In addition, the agents told the family they planned to remove from the columnist's archive - which has yet to be catalogued - any document they came across that was stamped "secret" or "confidential," or was otherwise classified.
"He would be rolling over in his grave to think that the FBI was going to go crawling through his papers willy-nilly," said the son of the legendary investigative journalist.
Anderson built a 50-year career largely on government leaks, and many of his secrets may have died with him. But he helped expose the Iran-Contra scandal and a CIA plan to assassinate Fidel Castro, CBS News correspondent Bob Orr reports.

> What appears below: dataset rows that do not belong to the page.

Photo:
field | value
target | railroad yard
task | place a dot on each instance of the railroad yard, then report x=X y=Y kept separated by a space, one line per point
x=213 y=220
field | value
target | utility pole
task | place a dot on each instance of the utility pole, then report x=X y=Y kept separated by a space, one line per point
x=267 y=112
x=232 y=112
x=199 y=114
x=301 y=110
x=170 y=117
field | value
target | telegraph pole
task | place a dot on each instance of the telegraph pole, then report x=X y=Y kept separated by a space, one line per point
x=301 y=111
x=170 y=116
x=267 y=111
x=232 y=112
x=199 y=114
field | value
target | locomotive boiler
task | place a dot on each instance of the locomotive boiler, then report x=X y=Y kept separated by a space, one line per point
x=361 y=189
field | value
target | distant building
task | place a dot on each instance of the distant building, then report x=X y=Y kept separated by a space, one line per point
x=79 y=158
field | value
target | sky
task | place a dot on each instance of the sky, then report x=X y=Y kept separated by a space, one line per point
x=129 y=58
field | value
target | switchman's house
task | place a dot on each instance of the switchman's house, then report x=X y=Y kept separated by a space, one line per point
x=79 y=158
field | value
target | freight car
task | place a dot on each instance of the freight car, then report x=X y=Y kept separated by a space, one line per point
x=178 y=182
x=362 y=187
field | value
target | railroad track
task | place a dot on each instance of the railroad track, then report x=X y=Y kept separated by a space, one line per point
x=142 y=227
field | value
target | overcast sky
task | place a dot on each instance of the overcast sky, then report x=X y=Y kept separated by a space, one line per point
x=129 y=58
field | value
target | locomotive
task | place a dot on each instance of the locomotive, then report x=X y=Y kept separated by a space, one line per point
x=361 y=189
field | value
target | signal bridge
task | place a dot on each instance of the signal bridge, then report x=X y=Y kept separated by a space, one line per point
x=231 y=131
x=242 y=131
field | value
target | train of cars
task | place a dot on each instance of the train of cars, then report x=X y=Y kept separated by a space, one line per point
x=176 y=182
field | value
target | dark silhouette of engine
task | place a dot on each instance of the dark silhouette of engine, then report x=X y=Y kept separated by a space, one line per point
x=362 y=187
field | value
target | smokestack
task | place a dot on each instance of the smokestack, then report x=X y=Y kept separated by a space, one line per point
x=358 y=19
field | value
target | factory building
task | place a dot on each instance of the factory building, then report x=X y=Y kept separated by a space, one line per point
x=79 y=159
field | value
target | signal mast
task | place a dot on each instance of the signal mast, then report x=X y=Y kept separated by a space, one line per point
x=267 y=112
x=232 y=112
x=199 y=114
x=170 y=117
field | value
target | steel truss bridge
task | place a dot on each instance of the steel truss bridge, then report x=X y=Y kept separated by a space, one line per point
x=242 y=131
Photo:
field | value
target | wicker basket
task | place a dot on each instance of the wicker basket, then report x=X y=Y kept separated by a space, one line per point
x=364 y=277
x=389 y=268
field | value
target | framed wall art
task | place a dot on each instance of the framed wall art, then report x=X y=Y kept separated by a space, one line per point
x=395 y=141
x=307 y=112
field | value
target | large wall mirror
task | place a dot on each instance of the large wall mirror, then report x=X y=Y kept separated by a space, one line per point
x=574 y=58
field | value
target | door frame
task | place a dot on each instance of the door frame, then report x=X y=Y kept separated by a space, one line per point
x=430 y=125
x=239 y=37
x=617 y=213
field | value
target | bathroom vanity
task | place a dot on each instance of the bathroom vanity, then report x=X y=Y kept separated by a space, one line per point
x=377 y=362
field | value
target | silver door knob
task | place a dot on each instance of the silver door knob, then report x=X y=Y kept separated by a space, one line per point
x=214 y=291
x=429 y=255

A paper trail might remain — he once posed on the cover of Parade Magazine clutching secret government papers.
In an interview with The Washington Post, Anderson also says the family is outraged at what it calls government overreaching and "a dangerous departure" from First Amendment press protections and believes that if Jack Anderson were alive "he would resist the government's efforts with all the energy he could muster."

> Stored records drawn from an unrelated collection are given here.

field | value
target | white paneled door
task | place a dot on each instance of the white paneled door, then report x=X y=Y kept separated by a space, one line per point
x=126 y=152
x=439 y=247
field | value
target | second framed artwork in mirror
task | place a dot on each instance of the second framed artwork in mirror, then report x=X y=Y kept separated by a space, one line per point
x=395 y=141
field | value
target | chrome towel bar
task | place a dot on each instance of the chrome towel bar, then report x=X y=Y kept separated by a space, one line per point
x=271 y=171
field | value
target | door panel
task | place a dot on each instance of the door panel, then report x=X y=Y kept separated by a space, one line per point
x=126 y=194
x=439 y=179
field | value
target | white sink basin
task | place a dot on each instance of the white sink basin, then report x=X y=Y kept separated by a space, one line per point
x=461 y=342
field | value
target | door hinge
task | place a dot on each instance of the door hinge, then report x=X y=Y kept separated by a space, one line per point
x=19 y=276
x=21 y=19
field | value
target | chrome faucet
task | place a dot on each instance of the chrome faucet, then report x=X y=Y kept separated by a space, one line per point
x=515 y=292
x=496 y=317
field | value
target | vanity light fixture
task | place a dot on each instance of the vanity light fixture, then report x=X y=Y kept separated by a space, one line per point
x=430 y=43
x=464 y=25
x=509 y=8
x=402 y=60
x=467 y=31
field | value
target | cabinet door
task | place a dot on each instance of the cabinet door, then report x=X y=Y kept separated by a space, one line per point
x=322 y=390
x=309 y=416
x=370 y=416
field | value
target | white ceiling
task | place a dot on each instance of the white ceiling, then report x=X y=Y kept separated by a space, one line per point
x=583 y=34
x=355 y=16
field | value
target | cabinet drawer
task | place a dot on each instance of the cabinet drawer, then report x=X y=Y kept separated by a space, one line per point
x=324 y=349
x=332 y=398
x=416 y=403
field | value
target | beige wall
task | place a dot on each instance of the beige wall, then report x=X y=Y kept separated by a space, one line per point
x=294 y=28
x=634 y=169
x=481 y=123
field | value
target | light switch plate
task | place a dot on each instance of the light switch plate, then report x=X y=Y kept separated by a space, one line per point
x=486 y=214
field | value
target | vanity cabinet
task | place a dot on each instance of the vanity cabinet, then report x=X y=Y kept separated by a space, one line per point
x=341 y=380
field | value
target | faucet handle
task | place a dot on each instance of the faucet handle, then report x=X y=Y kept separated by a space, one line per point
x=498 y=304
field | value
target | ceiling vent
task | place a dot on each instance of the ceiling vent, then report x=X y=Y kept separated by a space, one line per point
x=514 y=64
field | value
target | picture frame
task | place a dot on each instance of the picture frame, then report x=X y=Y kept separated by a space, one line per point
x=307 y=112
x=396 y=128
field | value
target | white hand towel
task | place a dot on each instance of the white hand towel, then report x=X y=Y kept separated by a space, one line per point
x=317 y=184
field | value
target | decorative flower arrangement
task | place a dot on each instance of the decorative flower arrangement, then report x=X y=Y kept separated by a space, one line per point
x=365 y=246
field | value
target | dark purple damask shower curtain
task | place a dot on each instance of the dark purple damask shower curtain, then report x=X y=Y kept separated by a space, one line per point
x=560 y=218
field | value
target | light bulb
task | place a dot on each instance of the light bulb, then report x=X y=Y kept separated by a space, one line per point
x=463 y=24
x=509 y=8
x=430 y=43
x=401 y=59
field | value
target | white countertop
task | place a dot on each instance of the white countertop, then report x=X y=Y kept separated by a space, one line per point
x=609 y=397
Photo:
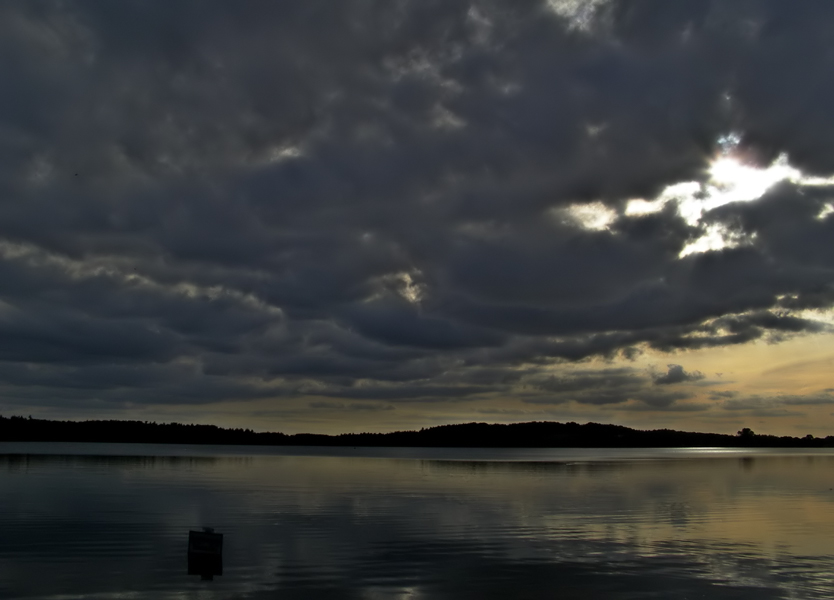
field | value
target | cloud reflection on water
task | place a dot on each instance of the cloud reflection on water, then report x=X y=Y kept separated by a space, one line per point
x=345 y=527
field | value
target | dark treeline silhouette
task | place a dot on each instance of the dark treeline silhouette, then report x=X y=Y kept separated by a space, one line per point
x=539 y=434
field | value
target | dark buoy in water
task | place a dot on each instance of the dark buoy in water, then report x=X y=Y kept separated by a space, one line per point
x=205 y=553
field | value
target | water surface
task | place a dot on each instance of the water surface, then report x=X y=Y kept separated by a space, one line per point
x=111 y=521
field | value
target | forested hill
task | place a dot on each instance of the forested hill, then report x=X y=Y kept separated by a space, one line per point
x=520 y=435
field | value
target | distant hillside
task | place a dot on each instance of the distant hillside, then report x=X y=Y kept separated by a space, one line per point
x=476 y=435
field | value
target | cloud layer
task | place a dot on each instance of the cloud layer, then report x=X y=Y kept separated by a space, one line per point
x=381 y=201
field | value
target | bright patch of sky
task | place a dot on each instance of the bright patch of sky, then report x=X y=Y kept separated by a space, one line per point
x=730 y=180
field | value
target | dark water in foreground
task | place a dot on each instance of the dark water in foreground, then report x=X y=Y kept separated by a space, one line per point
x=412 y=523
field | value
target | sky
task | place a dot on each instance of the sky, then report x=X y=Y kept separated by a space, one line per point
x=368 y=215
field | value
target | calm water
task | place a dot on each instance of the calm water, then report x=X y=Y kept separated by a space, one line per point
x=111 y=521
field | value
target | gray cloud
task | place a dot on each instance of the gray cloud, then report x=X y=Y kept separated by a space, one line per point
x=215 y=202
x=677 y=374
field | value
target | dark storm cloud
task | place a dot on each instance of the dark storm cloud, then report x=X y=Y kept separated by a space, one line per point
x=606 y=387
x=677 y=374
x=370 y=200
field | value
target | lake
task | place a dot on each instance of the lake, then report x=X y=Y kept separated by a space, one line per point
x=97 y=521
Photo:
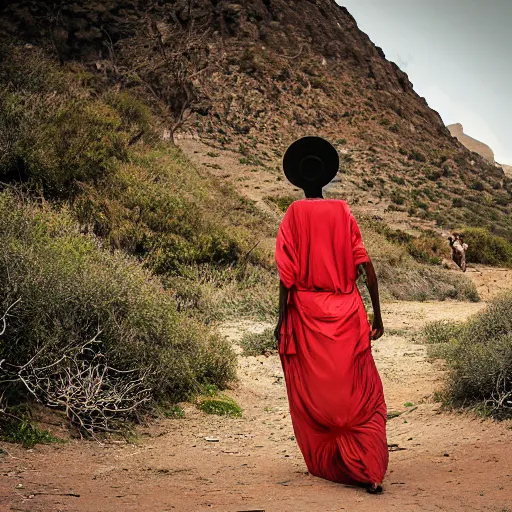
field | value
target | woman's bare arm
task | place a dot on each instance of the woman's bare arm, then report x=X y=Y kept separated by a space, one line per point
x=283 y=300
x=373 y=288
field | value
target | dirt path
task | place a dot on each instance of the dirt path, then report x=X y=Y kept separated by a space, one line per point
x=447 y=461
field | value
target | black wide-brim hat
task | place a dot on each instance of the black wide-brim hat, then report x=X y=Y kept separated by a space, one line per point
x=311 y=162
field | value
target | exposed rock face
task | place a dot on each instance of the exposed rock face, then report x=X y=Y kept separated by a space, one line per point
x=286 y=68
x=474 y=145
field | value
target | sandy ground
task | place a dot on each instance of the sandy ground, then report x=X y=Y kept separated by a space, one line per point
x=442 y=461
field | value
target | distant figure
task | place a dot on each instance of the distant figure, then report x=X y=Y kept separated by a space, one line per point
x=334 y=389
x=459 y=249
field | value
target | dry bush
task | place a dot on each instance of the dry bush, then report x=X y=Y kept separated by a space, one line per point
x=69 y=290
x=478 y=354
x=404 y=278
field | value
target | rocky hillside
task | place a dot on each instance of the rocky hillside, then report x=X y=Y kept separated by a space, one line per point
x=474 y=145
x=276 y=70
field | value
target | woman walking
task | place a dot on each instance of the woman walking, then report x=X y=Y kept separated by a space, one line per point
x=334 y=390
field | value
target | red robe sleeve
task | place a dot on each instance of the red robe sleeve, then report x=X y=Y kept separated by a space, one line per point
x=286 y=250
x=358 y=249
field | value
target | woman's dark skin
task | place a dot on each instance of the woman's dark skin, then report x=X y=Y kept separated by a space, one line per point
x=371 y=283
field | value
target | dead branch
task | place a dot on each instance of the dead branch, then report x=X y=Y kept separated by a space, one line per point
x=6 y=314
x=94 y=395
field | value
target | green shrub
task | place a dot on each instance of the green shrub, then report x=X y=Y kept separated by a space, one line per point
x=479 y=357
x=219 y=404
x=487 y=248
x=80 y=143
x=22 y=431
x=84 y=307
x=256 y=344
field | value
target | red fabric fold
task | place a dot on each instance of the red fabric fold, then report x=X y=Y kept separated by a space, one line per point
x=334 y=390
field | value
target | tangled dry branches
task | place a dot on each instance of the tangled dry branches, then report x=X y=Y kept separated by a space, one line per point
x=95 y=396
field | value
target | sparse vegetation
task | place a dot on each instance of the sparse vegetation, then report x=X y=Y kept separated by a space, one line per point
x=487 y=248
x=257 y=344
x=23 y=431
x=213 y=402
x=478 y=354
x=86 y=316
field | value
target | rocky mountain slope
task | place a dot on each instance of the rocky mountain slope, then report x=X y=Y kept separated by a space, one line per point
x=472 y=144
x=279 y=69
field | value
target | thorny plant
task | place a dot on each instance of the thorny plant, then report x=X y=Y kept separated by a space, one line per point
x=95 y=396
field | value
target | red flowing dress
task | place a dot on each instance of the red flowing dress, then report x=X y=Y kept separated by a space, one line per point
x=334 y=390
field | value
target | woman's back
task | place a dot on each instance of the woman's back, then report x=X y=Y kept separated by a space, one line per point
x=321 y=245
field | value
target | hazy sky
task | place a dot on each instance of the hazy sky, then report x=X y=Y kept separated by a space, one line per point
x=458 y=55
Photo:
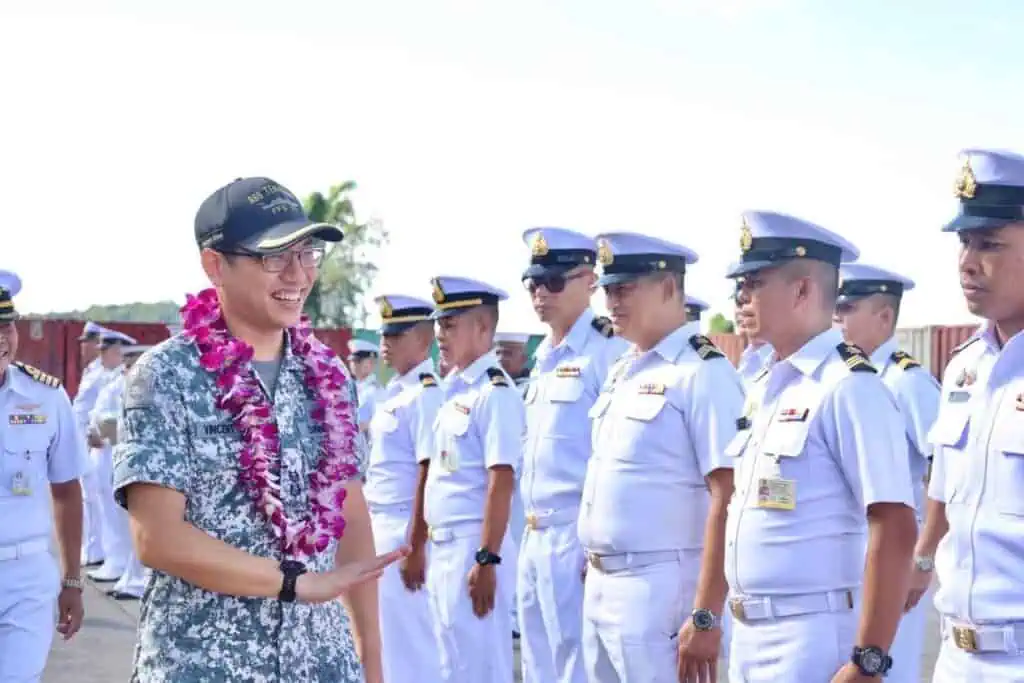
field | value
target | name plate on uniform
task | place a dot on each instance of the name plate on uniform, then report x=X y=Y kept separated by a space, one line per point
x=775 y=494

Anderson's relatives are not the only ones hearing from FBI agents interested in the personal papers of the Pulitzer Prize-winning columnist.
Mark Feldstein, a George Washington University journalism professor and Anderson biographer, says he was visited by two agents at his Washington-area home in March.
"They flashed their badges and said they needed access to the papers," said Feldstein, a former investigative reporter. Anderson donated his papers to the university, but the family has not yet formally signed them over. In a statement, the FBI said: "These documents contain information, such as sensitive sources and methods."
But that's exactly why a friends, family and journalists say Anderson wouldn't give them up.
The government snooping comes as the Bush Admninistration is pushing leak investigations involving reporters covering the CIA and the National Security Agency, Orr reports. "It's really just a small part of a much broader assault that this administration has been conducting on the news media," Feldstein said.
FBI Special Agent Richard Kolko, a spokesman in Washington, confirmed that the bureau wants to search the Anderson archive and remove classified materials before they are made available to the public. "It has been determined that, among the papers, there are a number of U.S. government documents containing classified information," Kolko said, declining to say how the FBI knows.
The documents contain information about sources and methods used by U.S. intelligence agencies, he said.
"Under the law, no private person may possess classified documents that were illegally provided to them. There is no legal basis under which a third party could retain them as part of an estate. The documents remain the property of the U.S. government," Kolko said.
Anderson died in December at age 83 after a career in which he broke several big scandals and earned a place on President Nixon's "enemies list." Authorities on several occasions tried to find the source of leaked information that became a staple of his syndicated column.